My hunch now is that the 1911 edition is simply a reprint, as you (Clark) stated earlier and I disagreed with, of "the" 1879 edition, but that we are missing two or three earlier editions. Assuming the 1868 version ("Seattle book") is the third or fourth of the five editions referred to in the Iapi Tokahan of the 1911 edition, then depending on whether Renville's 1842 book is counted as one of the five, we are missing (probably) the second and third or second and fourth editions.

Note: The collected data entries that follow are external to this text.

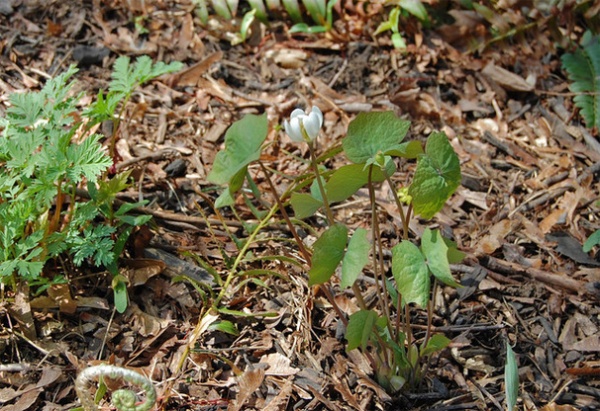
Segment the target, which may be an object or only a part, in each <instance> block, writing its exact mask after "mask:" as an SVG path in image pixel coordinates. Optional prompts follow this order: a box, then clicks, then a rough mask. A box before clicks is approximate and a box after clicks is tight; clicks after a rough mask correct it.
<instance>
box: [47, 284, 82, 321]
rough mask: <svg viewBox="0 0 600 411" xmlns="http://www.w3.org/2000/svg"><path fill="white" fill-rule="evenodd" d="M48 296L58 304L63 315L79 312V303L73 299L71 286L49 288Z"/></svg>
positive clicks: (52, 285)
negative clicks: (78, 306)
mask: <svg viewBox="0 0 600 411" xmlns="http://www.w3.org/2000/svg"><path fill="white" fill-rule="evenodd" d="M48 295H49V296H50V298H52V299H53V300H54V301H55V302H56V304H58V308H59V309H60V312H61V313H67V314H73V313H74V312H75V311H77V301H76V300H74V299H73V297H71V290H70V287H69V284H53V285H52V286H50V288H48Z"/></svg>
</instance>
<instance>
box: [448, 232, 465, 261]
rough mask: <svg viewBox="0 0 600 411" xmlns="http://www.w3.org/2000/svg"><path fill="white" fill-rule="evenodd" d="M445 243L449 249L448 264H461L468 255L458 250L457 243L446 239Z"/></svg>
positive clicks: (448, 239)
mask: <svg viewBox="0 0 600 411" xmlns="http://www.w3.org/2000/svg"><path fill="white" fill-rule="evenodd" d="M444 242H445V243H446V246H447V247H448V262H449V263H450V264H460V263H461V262H462V260H464V258H465V257H466V254H465V253H463V252H462V251H460V250H459V249H458V246H457V245H456V242H454V241H452V240H449V239H447V238H444Z"/></svg>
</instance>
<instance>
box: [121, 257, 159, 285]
mask: <svg viewBox="0 0 600 411" xmlns="http://www.w3.org/2000/svg"><path fill="white" fill-rule="evenodd" d="M127 267H129V268H127V269H122V270H121V274H122V275H124V276H125V277H126V278H127V279H128V280H129V286H130V287H135V286H137V285H143V284H146V282H148V280H149V279H150V278H152V277H154V276H155V275H158V274H160V273H162V272H163V270H164V269H165V267H166V264H165V263H164V262H163V261H160V260H153V259H149V258H139V259H135V260H127Z"/></svg>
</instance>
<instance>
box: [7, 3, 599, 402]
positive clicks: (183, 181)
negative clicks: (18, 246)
mask: <svg viewBox="0 0 600 411" xmlns="http://www.w3.org/2000/svg"><path fill="white" fill-rule="evenodd" d="M345 16H346V20H345V21H342V22H341V23H343V24H342V25H340V27H339V28H338V29H339V30H337V32H338V33H343V35H319V36H295V37H292V36H290V35H288V34H287V27H288V26H289V25H288V24H287V23H285V22H281V23H274V24H273V25H272V26H271V27H270V28H269V29H265V28H264V27H260V26H257V27H255V33H254V35H253V36H252V38H251V39H250V40H249V41H248V42H247V43H245V44H239V45H236V46H231V44H230V41H229V40H230V39H229V36H228V33H230V32H235V28H232V27H229V26H228V25H227V24H225V23H223V22H220V23H215V24H217V25H211V26H210V28H209V29H206V28H203V27H202V26H201V25H200V24H199V21H198V19H197V17H195V14H194V7H193V5H192V4H191V2H188V1H184V0H182V1H174V2H164V1H146V2H136V1H104V2H101V1H93V2H83V4H82V2H75V1H71V0H65V1H60V2H59V1H49V2H39V1H33V0H12V1H0V32H1V33H2V34H1V36H0V113H2V114H4V112H5V109H6V104H7V99H8V95H9V94H10V93H13V92H23V91H27V90H38V89H39V88H40V87H41V86H42V85H43V83H44V82H45V81H46V80H47V79H48V78H49V77H52V76H55V75H57V74H59V73H61V72H62V71H64V70H65V69H66V68H67V67H68V65H70V64H78V65H79V67H80V71H79V72H78V73H77V75H76V76H75V77H76V79H77V80H78V85H77V87H76V88H77V89H78V90H82V91H85V92H86V96H88V98H89V99H90V101H91V99H92V98H94V97H95V95H96V94H97V92H98V90H100V89H106V87H107V85H108V82H109V81H110V72H111V67H112V63H113V62H114V60H115V59H116V57H118V56H119V55H127V56H131V57H135V56H139V55H150V56H152V57H153V58H154V59H156V60H162V61H165V62H169V61H182V62H183V63H185V65H186V69H184V71H182V72H180V73H177V74H175V75H170V76H166V77H163V78H161V79H159V80H157V81H153V82H151V83H150V84H148V85H145V86H143V87H142V88H140V90H139V91H138V92H136V93H135V95H134V97H133V99H132V101H131V102H130V103H129V105H128V107H127V110H126V115H125V118H126V121H125V122H123V124H124V126H123V127H122V128H121V129H120V130H119V132H120V139H119V141H118V146H117V150H118V154H119V157H120V160H119V162H118V163H117V164H116V167H117V168H118V169H119V170H127V169H133V174H132V175H133V176H134V177H135V178H136V183H135V185H134V186H133V187H132V188H131V189H130V190H129V191H127V192H125V193H122V194H121V195H120V200H123V201H136V200H137V199H139V198H143V199H146V200H148V202H149V203H148V204H147V206H146V207H145V208H144V209H142V210H139V211H140V212H143V213H150V214H152V215H153V216H154V219H153V222H152V223H151V224H149V225H148V227H147V228H146V229H143V230H140V231H139V232H137V233H136V234H135V237H134V239H133V241H132V246H131V247H130V248H129V250H128V255H127V259H124V260H123V261H122V267H123V272H126V273H128V275H134V274H135V275H138V278H142V280H141V281H139V284H140V285H137V286H132V287H131V288H130V290H129V295H130V306H129V308H128V310H127V311H126V312H125V313H124V314H122V315H121V314H118V313H116V312H115V311H114V309H113V302H112V291H111V289H110V275H109V274H108V273H106V272H105V271H102V270H99V269H92V268H91V267H82V268H76V267H73V266H71V265H70V264H68V263H67V264H65V265H64V266H60V265H57V266H56V267H54V270H56V273H57V274H63V275H65V276H66V277H67V278H68V280H69V282H68V285H67V286H57V287H53V288H51V289H50V290H49V291H48V292H47V293H44V294H42V295H40V296H37V297H32V298H31V300H29V301H28V300H27V298H25V297H26V296H27V295H26V293H24V291H23V290H20V291H18V292H15V291H14V290H10V289H4V290H3V297H2V298H3V299H2V301H0V358H1V359H2V362H1V365H0V405H1V407H2V409H3V410H5V411H9V410H10V411H19V410H67V409H71V408H74V407H76V406H78V400H77V399H76V397H75V393H74V388H73V382H74V378H75V376H76V374H77V373H78V372H79V371H80V370H82V369H84V368H85V367H87V366H89V365H93V364H98V363H111V364H116V365H120V366H124V367H127V368H131V369H134V370H136V371H139V372H142V373H144V374H145V375H147V376H148V377H150V378H151V379H152V380H153V382H154V383H155V385H156V388H157V391H158V394H159V407H160V409H167V410H208V409H211V410H215V409H230V410H240V409H244V410H253V409H257V410H279V409H282V410H283V409H285V410H321V409H329V410H348V409H359V410H376V409H385V410H404V409H407V410H411V409H414V410H460V409H467V410H474V409H479V410H495V409H504V408H503V407H504V383H503V378H504V374H503V367H504V358H505V348H504V347H505V343H506V341H507V340H508V341H509V342H510V344H511V345H512V346H513V347H514V351H515V353H516V355H517V361H518V364H519V377H520V381H521V384H520V408H522V409H527V410H537V409H543V410H547V411H550V410H593V409H598V408H599V407H600V406H599V405H598V404H600V386H599V385H600V384H599V379H600V377H599V376H600V358H599V357H598V352H599V351H600V332H599V328H598V327H599V326H600V317H599V314H600V311H599V310H598V299H599V298H600V291H599V289H600V287H599V286H598V285H599V284H600V272H599V271H598V266H599V265H600V263H599V262H598V260H596V259H594V258H593V256H590V255H587V254H585V253H583V252H582V251H581V244H582V242H583V241H584V240H585V239H586V238H587V237H588V236H589V235H590V234H591V233H592V232H593V231H595V230H596V229H598V228H600V224H599V222H598V208H597V206H596V205H595V200H596V199H597V198H598V191H599V190H598V188H599V186H598V177H597V173H598V171H599V169H600V168H599V164H600V163H599V161H600V150H599V149H598V142H597V140H596V137H597V136H594V135H593V134H592V132H591V131H589V130H586V129H585V127H584V126H583V125H582V123H581V119H580V118H579V116H578V115H577V113H576V110H575V109H574V106H573V103H572V95H571V94H570V93H569V92H568V91H569V90H568V84H567V82H566V80H565V74H564V72H563V71H562V70H561V64H560V52H561V50H558V49H557V48H556V47H555V44H554V41H553V40H552V39H550V37H549V35H548V33H547V32H546V31H545V30H544V27H540V30H539V31H534V32H533V33H525V34H524V37H522V38H520V39H515V40H514V41H513V42H500V43H498V44H491V45H490V46H489V47H487V48H483V47H480V49H479V50H476V51H471V50H470V47H471V46H472V45H473V42H475V43H476V44H477V42H478V43H479V44H480V45H481V44H484V42H485V41H486V37H485V36H486V30H485V27H486V26H485V22H483V21H481V20H477V19H473V18H467V17H472V16H470V15H469V16H467V14H466V13H465V14H464V15H460V13H457V14H456V16H455V17H464V18H460V19H458V20H457V22H456V23H455V24H453V25H448V26H445V27H442V28H440V29H438V30H436V31H431V30H421V29H419V28H418V27H407V32H408V35H407V39H408V40H409V41H408V42H409V46H408V49H407V50H406V51H405V52H400V51H397V50H394V49H393V47H392V46H391V42H390V41H389V38H387V37H386V36H380V37H378V38H377V39H376V40H375V39H373V37H372V36H371V35H370V33H373V31H374V29H375V28H376V27H377V23H378V18H379V19H380V18H381V13H380V14H379V15H375V16H373V15H368V14H365V13H361V12H360V10H357V9H354V10H350V9H347V10H346V14H345ZM136 17H138V20H136ZM135 21H138V23H140V24H142V25H143V26H144V27H145V28H146V29H147V30H148V33H146V34H141V33H140V32H139V28H138V29H136V26H135ZM482 29H483V30H482ZM578 29H579V28H578V27H575V30H574V31H573V32H572V34H573V36H575V37H576V36H577V35H578V34H581V32H580V31H578ZM344 30H345V31H344ZM457 33H458V34H460V35H456V34H457ZM566 34H571V33H566ZM83 103H85V102H83ZM312 105H317V106H319V107H320V108H321V110H322V111H323V113H324V114H325V125H324V131H323V132H322V135H321V137H322V139H321V140H320V141H319V149H320V150H322V152H324V151H325V150H327V149H328V148H331V147H333V146H335V145H336V144H338V143H339V141H340V139H341V138H342V137H343V136H344V134H345V131H346V129H347V126H348V123H349V121H350V120H351V119H352V118H354V117H355V116H356V114H357V113H359V112H364V111H372V110H375V111H382V110H393V111H395V112H396V113H397V114H398V115H400V116H402V117H404V118H407V119H409V120H411V121H412V126H411V129H410V132H409V138H411V139H421V140H424V138H425V137H426V136H427V135H428V134H429V133H430V132H431V131H433V130H443V131H445V132H446V134H447V135H448V137H449V139H450V141H451V143H452V145H453V147H454V149H455V151H456V152H457V154H458V155H459V158H460V161H461V169H462V174H463V180H462V186H461V187H460V188H459V189H458V191H457V193H456V194H455V195H454V196H453V197H452V198H451V200H450V201H449V203H448V205H447V206H446V207H445V208H444V209H443V211H442V212H441V213H440V214H439V215H437V216H436V218H434V219H433V220H432V221H422V220H415V221H414V222H413V223H412V225H411V231H412V232H413V234H419V233H421V232H422V231H423V230H424V229H425V228H426V227H438V228H441V229H442V230H443V232H444V233H445V235H447V236H448V237H450V238H452V239H454V240H455V241H456V242H457V244H458V246H459V248H460V249H461V250H463V251H464V252H465V253H466V254H467V257H466V258H465V260H464V261H463V263H462V264H459V265H455V266H453V267H452V268H453V272H454V274H455V276H456V277H457V278H458V279H460V281H461V282H462V284H463V285H464V287H463V288H461V289H458V290H454V289H450V288H440V289H439V291H438V292H437V295H436V306H435V316H434V330H435V331H436V332H441V333H444V334H445V335H447V336H448V337H450V338H451V339H452V344H451V346H450V347H449V348H448V349H447V350H445V351H444V352H442V353H441V354H440V355H438V356H436V357H435V358H434V359H433V361H432V363H431V364H430V366H429V374H428V376H427V378H426V379H425V381H424V383H423V385H422V387H420V388H421V389H420V390H415V391H414V392H407V393H403V394H401V395H398V396H395V397H394V398H392V397H391V396H389V395H388V394H387V393H385V392H384V391H383V390H382V389H381V388H380V387H379V386H378V385H377V384H376V382H374V381H373V379H372V370H371V369H370V365H369V363H368V361H367V360H366V358H365V357H364V355H362V354H361V353H360V352H358V351H357V350H354V351H352V352H349V353H347V352H346V351H345V342H344V339H343V332H341V331H340V328H339V324H338V322H339V321H338V318H337V317H336V315H335V312H334V311H333V309H332V308H331V306H330V305H329V303H328V302H327V300H326V299H325V298H324V297H323V296H322V295H320V294H317V295H315V296H314V297H313V292H314V290H311V289H310V288H309V287H308V286H307V278H306V272H305V271H304V270H302V269H299V268H298V267H297V266H293V265H288V264H284V263H283V262H277V261H269V260H263V262H260V260H259V259H255V260H253V261H248V262H246V263H245V264H246V265H245V266H244V267H243V268H244V269H246V270H247V269H250V268H256V269H268V270H271V272H276V273H278V274H279V275H278V276H273V275H270V276H265V277H264V278H261V280H262V281H263V282H264V284H257V283H256V282H254V283H253V282H246V281H243V278H239V279H237V280H236V281H234V283H233V284H232V289H231V291H230V292H229V293H228V297H227V298H226V299H225V300H224V301H223V303H222V306H223V307H225V308H227V309H230V310H237V311H242V312H244V313H245V314H246V316H239V315H236V316H233V315H227V314H221V317H222V318H224V319H228V320H230V321H232V322H234V323H235V324H236V326H237V329H238V330H239V335H237V336H232V335H229V334H227V333H223V332H220V331H215V330H211V328H210V324H211V323H213V322H214V321H216V319H217V315H213V313H207V312H206V310H205V308H206V307H205V306H204V305H203V299H202V296H201V293H199V292H198V289H197V288H195V287H194V286H193V285H192V283H193V281H183V282H181V281H174V280H173V278H174V277H176V276H177V275H180V274H183V275H186V276H189V277H192V278H195V279H196V280H197V281H198V283H202V282H203V281H204V282H206V281H207V280H206V277H205V276H204V275H205V270H203V269H201V268H199V267H200V262H199V261H200V260H201V261H204V262H205V263H206V264H208V265H210V267H212V268H214V270H216V272H218V273H220V274H221V275H225V274H226V273H227V264H228V263H229V261H228V260H229V259H231V258H232V257H235V255H236V252H237V248H236V245H235V243H234V242H233V241H232V239H231V237H230V236H229V234H228V231H229V232H230V233H233V234H234V235H235V236H237V237H239V238H242V239H243V238H244V237H245V236H247V232H245V231H244V226H243V224H241V221H247V222H252V221H255V217H254V216H253V214H252V213H251V212H250V210H249V209H248V207H247V206H246V205H245V203H244V201H243V199H242V198H239V199H238V206H237V207H236V212H237V215H236V214H234V213H232V212H231V210H230V209H227V208H226V209H224V210H222V215H220V216H219V215H216V214H215V212H214V210H213V209H212V207H211V202H212V201H214V200H215V198H216V197H217V195H218V194H219V193H218V190H217V189H216V188H215V187H213V186H212V185H211V184H210V183H208V182H207V180H206V176H207V174H208V172H209V171H210V169H211V165H212V162H213V159H214V157H215V155H216V153H217V152H218V151H219V150H221V149H222V148H223V136H224V133H225V131H226V129H227V128H228V127H229V126H230V125H231V124H232V123H233V122H234V121H235V120H237V119H240V118H241V117H242V116H243V115H244V114H248V113H251V114H260V113H267V115H268V119H269V122H270V125H271V131H270V132H269V137H268V141H269V142H270V148H269V151H268V155H265V157H268V158H265V159H264V160H265V162H266V163H267V164H268V166H269V167H270V168H271V169H273V170H277V171H278V172H280V174H277V175H276V176H277V177H275V184H276V185H277V187H278V189H280V190H282V191H283V190H285V188H286V187H285V184H286V183H288V180H286V179H285V178H284V176H285V175H298V174H299V173H301V172H302V169H299V168H298V163H297V162H296V161H295V160H294V159H297V158H308V153H307V151H306V148H303V147H301V146H298V145H295V144H293V143H292V142H291V141H290V140H289V139H288V137H286V136H285V135H284V133H283V132H282V131H279V130H278V129H276V128H275V126H276V125H279V124H281V123H282V122H283V120H284V119H285V118H287V117H288V116H289V114H290V112H291V110H293V109H294V108H296V107H311V106H312ZM100 131H101V132H105V133H110V127H107V129H106V130H100ZM346 161H347V160H345V159H344V158H342V157H333V158H331V159H330V160H329V161H328V163H327V166H328V167H330V168H336V167H339V166H341V165H343V164H345V162H346ZM413 170H414V165H411V164H408V165H404V166H403V167H402V168H401V169H400V172H399V173H397V174H396V175H395V178H396V179H397V181H398V182H399V183H401V182H403V181H410V180H407V179H410V176H411V175H412V174H411V172H412V171H413ZM250 172H251V173H253V174H254V175H255V176H256V179H257V182H258V183H259V186H260V187H263V186H264V187H265V192H266V191H267V189H266V182H265V180H264V178H263V177H262V176H261V173H260V170H259V169H254V168H251V169H250ZM377 195H378V198H379V204H380V205H381V206H382V207H383V208H384V209H385V211H386V213H387V215H386V218H385V221H383V222H382V223H383V225H382V230H383V232H384V236H385V237H386V238H388V239H389V241H390V244H391V245H393V244H394V241H397V238H396V237H395V233H396V232H397V228H398V226H399V215H398V214H397V212H396V211H395V208H394V207H392V200H390V198H391V195H392V193H390V192H389V189H388V188H387V187H381V189H380V190H378V193H377ZM265 200H266V201H269V202H270V201H272V200H271V199H270V197H268V196H267V195H265ZM367 206H368V199H367V198H366V197H365V196H361V193H358V194H357V195H356V196H355V197H354V198H353V200H352V201H351V202H350V203H349V204H348V205H345V206H343V207H338V208H335V209H334V212H335V215H336V219H338V220H339V221H342V222H344V223H345V224H347V225H348V226H349V227H350V228H355V227H359V226H361V225H363V224H367V225H368V221H369V216H368V212H367V211H368V210H367ZM308 222H309V224H312V225H313V226H314V227H315V229H317V230H320V229H322V227H323V225H322V222H323V220H321V219H319V218H318V217H317V218H313V219H310V220H308ZM283 237H286V238H289V232H287V230H286V229H285V227H284V226H283V225H282V224H280V223H279V222H276V223H274V224H272V225H271V226H269V227H268V229H267V230H266V232H265V233H264V237H263V238H262V240H261V241H257V242H256V244H255V245H253V246H252V248H251V252H252V255H253V256H255V257H260V256H269V255H284V256H287V257H292V258H298V259H300V256H299V255H298V252H297V250H296V249H295V248H294V247H292V246H290V245H289V243H288V242H283V241H278V240H277V239H278V238H283ZM132 273H134V274H132ZM136 273H137V274H136ZM362 286H363V287H364V288H365V290H366V291H368V289H369V283H368V282H364V284H363V285H362ZM215 287H216V286H215ZM216 291H219V290H218V289H217V290H216ZM337 298H338V300H337V302H338V304H339V305H340V306H341V307H342V308H343V309H344V310H347V312H352V311H353V310H355V309H356V307H357V304H356V301H355V300H354V298H353V295H352V294H348V293H339V294H338V297H337ZM27 310H30V311H31V313H32V314H33V319H34V327H31V326H29V327H28V326H27V325H26V324H24V323H22V320H23V318H24V312H26V311H27ZM273 313H274V314H275V315H274V316H273V315H271V314H273ZM201 315H202V318H203V319H204V323H199V319H200V318H201ZM413 315H414V317H415V318H414V322H415V324H416V327H417V328H416V336H417V337H418V336H419V335H421V334H419V332H420V331H422V332H424V327H423V324H424V320H425V314H424V313H423V312H420V311H418V310H415V311H414V312H413ZM418 327H421V328H420V329H419V328H418ZM342 331H343V330H342ZM103 409H109V405H108V403H103Z"/></svg>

Hopefully the Seattle book will turn up soon. Finding the 1911 is heartening.

Haruo

My Little Hymnblog
North America's leading Esperanto hymn writer and hymnologist
Webmaster, Fremont Baptist Church, Seattle

Tonight, if I have a chance, I'll scan the four tunes above listed as candidates for additional Dakota native airs, and post them to my hymnblog.

Haruo

My Little Hymnblog
North America's leading Esperanto hymn writer and hymnologist
Webmaster, Fremont Baptist Church, Seattle

I put a number of page scans (mostly of tunes and indexes) up a while back at my hymnblog:
here. None of the "Dakota Native Airs" is listed in the Tune Index, at least not under the current tune names and I think not at all. A couple more scans, including the "Western Melody" I referred to above, are here.

Haruo

My Little Hymnblog
North America's leading Esperanto hymn writer and hymnologist
Webmaster, Fremont Baptist Church, Seattle

I put one of the promised tune scans up at my hymnblog, here. I also posted the Tune Index, for comparison with the previously posted one from 1868.

Haruo

My Little Hymnblog
North America's leading Esperanto hymn writer and hymnologist
Webmaster, Fremont Baptist Church, Seattle

I happened upon this discussion while looking for something on the internet. I am a Dakotah woman and we certainly do use both the Episcopal and Presbyterian edition of the Dakotah langauge hymnals all the time. Most members of my tribe carry both.

Hello, Tammy!

Thanks for letting us know this. Is the version I'm referring to in this thread, as far as you can tell, one of the versions currently in use in your church?